A body slides down an inclined plane of angle of inclination 30\(^\circ\) with a constant velocity of 10 ms\(^{-1}\). If the body is pushed up the same plane with a velocity of 20 ms\(^{-1}\), the distance moved by the body before coming to rest is (acceleration due to gravity = 10 ms\(^2\))

• A. 10 m
• B. 15 m
• C. 20 m
• D. 30 m

Hint:

When dealing with inclined planes, always consider the components of gravitational force along and perpendicular to the plane.

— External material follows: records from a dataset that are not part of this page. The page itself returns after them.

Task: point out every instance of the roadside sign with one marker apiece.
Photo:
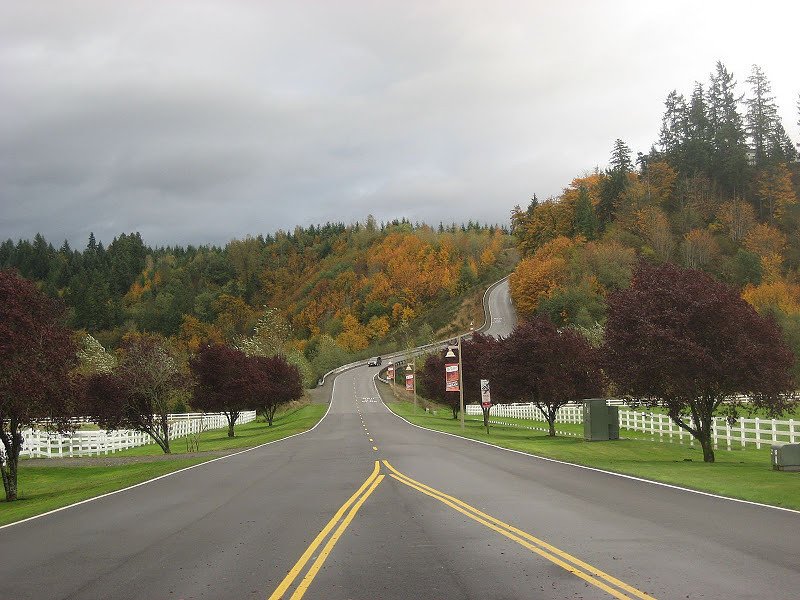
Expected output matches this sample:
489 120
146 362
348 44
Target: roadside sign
451 377
486 398
410 382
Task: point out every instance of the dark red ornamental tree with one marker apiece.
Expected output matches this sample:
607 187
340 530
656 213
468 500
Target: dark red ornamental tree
271 382
140 391
680 339
219 374
475 352
538 363
37 353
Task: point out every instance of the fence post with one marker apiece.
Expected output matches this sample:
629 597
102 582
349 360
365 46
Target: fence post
714 434
728 433
758 434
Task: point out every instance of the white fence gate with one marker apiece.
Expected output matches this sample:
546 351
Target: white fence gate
42 444
742 432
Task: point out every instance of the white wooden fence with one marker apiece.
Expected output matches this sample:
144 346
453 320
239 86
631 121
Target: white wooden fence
742 432
41 444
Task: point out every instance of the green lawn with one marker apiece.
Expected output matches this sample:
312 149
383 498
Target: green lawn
44 488
745 474
250 434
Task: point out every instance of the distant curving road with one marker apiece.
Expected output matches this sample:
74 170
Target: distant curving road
501 316
369 506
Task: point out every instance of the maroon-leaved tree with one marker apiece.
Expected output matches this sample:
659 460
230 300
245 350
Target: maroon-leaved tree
680 339
271 382
220 376
139 393
37 353
538 363
475 350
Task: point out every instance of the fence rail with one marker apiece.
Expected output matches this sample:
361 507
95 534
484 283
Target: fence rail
43 444
744 431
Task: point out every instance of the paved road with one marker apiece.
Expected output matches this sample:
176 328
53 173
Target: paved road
502 317
406 528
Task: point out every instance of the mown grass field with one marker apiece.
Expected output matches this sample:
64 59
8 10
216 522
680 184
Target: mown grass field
250 434
44 488
745 474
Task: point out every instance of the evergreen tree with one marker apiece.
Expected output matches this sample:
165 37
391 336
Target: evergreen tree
585 217
763 123
673 126
697 149
621 157
615 184
726 129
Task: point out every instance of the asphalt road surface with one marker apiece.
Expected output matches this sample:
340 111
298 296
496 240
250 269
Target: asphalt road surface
368 506
502 316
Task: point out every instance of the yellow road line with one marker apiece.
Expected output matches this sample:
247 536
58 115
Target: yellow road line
491 522
312 572
298 566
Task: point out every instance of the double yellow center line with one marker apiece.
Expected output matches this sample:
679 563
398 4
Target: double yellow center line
568 562
356 500
596 577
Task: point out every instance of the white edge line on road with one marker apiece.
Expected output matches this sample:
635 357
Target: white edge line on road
562 462
206 462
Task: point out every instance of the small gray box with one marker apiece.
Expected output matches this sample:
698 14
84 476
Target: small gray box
600 421
786 457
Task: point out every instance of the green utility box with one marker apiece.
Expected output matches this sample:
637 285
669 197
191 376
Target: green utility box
786 457
600 421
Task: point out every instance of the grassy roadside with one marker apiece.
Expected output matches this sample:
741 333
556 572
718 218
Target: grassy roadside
744 474
250 434
44 488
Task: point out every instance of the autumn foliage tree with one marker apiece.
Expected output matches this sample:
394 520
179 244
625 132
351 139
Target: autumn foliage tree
271 382
140 391
538 363
677 338
475 353
37 353
219 382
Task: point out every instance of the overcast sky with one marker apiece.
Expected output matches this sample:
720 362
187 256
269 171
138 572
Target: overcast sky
197 122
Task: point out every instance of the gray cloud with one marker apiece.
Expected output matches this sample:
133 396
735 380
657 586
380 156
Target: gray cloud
198 122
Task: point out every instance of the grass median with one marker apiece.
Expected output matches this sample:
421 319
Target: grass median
44 488
741 473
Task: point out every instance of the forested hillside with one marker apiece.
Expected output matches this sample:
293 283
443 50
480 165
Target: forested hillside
718 192
329 292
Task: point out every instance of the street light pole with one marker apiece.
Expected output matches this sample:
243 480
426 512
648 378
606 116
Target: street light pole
460 385
413 368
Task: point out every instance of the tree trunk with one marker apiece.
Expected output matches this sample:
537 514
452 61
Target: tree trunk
165 433
706 443
12 444
231 416
9 470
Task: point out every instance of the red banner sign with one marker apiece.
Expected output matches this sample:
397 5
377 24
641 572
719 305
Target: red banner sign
451 377
410 382
486 396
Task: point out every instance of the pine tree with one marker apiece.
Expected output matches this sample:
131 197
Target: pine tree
727 135
697 152
762 116
621 158
673 126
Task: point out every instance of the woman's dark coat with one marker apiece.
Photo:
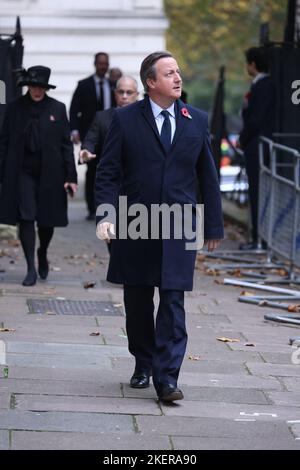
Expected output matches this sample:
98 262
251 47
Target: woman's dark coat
57 162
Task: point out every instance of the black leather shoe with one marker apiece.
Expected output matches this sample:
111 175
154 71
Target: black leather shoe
30 278
170 393
43 266
140 380
248 246
91 216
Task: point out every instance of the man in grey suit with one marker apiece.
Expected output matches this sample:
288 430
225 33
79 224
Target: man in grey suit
126 92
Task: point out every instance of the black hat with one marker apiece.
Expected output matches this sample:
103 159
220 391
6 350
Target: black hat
38 75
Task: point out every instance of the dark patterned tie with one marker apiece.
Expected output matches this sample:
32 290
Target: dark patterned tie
166 133
100 100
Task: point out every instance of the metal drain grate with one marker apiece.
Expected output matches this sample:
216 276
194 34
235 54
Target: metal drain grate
73 307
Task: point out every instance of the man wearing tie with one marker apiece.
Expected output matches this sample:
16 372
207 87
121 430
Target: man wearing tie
157 151
95 93
258 116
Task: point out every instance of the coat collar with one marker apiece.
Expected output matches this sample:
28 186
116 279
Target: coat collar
181 121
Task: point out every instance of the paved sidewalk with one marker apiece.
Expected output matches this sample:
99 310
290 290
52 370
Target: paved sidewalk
68 389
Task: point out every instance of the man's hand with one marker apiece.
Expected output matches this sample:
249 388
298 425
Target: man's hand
71 188
85 156
212 244
104 231
75 137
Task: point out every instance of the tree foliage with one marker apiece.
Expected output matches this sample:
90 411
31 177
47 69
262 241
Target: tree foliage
205 34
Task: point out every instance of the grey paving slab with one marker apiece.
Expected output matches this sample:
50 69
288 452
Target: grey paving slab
291 383
207 394
218 367
207 319
68 422
76 361
60 387
281 370
226 380
284 398
4 440
276 358
99 376
253 443
73 335
263 347
87 404
4 399
67 349
232 411
88 441
212 427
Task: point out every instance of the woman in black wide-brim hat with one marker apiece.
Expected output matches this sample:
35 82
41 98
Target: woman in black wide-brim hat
37 168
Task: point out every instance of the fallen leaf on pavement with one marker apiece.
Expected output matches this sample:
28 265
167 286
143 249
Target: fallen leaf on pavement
212 272
293 308
236 273
89 285
194 358
228 340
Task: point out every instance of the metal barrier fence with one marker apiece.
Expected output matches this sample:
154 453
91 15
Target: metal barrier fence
279 201
279 227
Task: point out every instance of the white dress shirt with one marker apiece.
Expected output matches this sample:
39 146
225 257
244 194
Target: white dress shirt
159 119
106 91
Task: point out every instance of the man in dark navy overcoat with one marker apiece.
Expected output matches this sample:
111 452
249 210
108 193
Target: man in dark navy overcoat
157 151
258 115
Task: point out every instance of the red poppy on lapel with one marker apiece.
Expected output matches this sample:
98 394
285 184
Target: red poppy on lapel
185 113
246 98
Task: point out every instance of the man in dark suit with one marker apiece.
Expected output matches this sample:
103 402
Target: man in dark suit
157 151
92 94
258 119
126 92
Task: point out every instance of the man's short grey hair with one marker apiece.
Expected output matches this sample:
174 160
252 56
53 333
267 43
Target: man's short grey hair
127 77
148 69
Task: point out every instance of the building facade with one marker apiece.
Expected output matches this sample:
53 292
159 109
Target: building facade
65 35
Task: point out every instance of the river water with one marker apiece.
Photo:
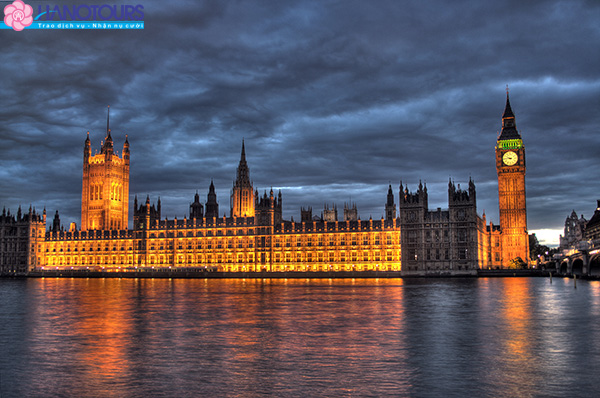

Friction plays a crucial role in determining the motion of the body.

Answer 1

The Correct Option is C

Given: Angle of inclination, \(\theta = 30^\circ\)
Constant velocity while sliding down, \(v = 10 \, {ms}^{-1}\)
Initial velocity while pushing up, \(u = 20 \, {ms}^{-1}\)
Acceleration due to gravity, \(g = 10 \, {ms}^{-2}\) Step 1: Determine the acceleration while sliding down Since the body slides down with a constant velocity, the net acceleration along the incline is zero. This implies that the component of gravitational force along the incline is balanced by the frictional force. \[ mg \sin \theta = \mu mg \cos \theta \] \[ \tan \theta = \mu \] \[ \mu = \tan 30^\circ = \frac{1}{\sqrt{3}} \] Step 2: Determine the acceleration while pushing up When the body is pushed up the incline, the net acceleration \(a\) is given by: \[ a = g \sin \theta + \mu g \cos \theta \] Substituting the values: \[ a = 10 \sin 30^\circ + \frac{1}{\sqrt{3}} \times 10 \cos 30^\circ \] \[ a = 10 \times \frac{1}{2} + \frac{1}{\sqrt{3}} \times 10 \times \frac{\sqrt{3}}{2} \] \[ a = 5 + 5 = 10 \, {ms}^{-2} \] Step 3: Calculate the distance moved before coming to rest Using the equation of motion: \[ v^2 = u^2 + 2as \] Where: - Final velocity, \(v = 0 \, {ms}^{-1}\) - Initial velocity, \(u = 20 \, {ms}^{-1}\) - Acceleration, \(a = -10 \, {ms}^{-2}\) (negative because it is decelerating) \[ 0 = (20)^2 + 2(-10)s \] \[ 0 = 400 - 20s \] \[ 20s = 400 \] \[ s = \frac{400}{20} = 20 \, {m} \] Final Answer:
20 m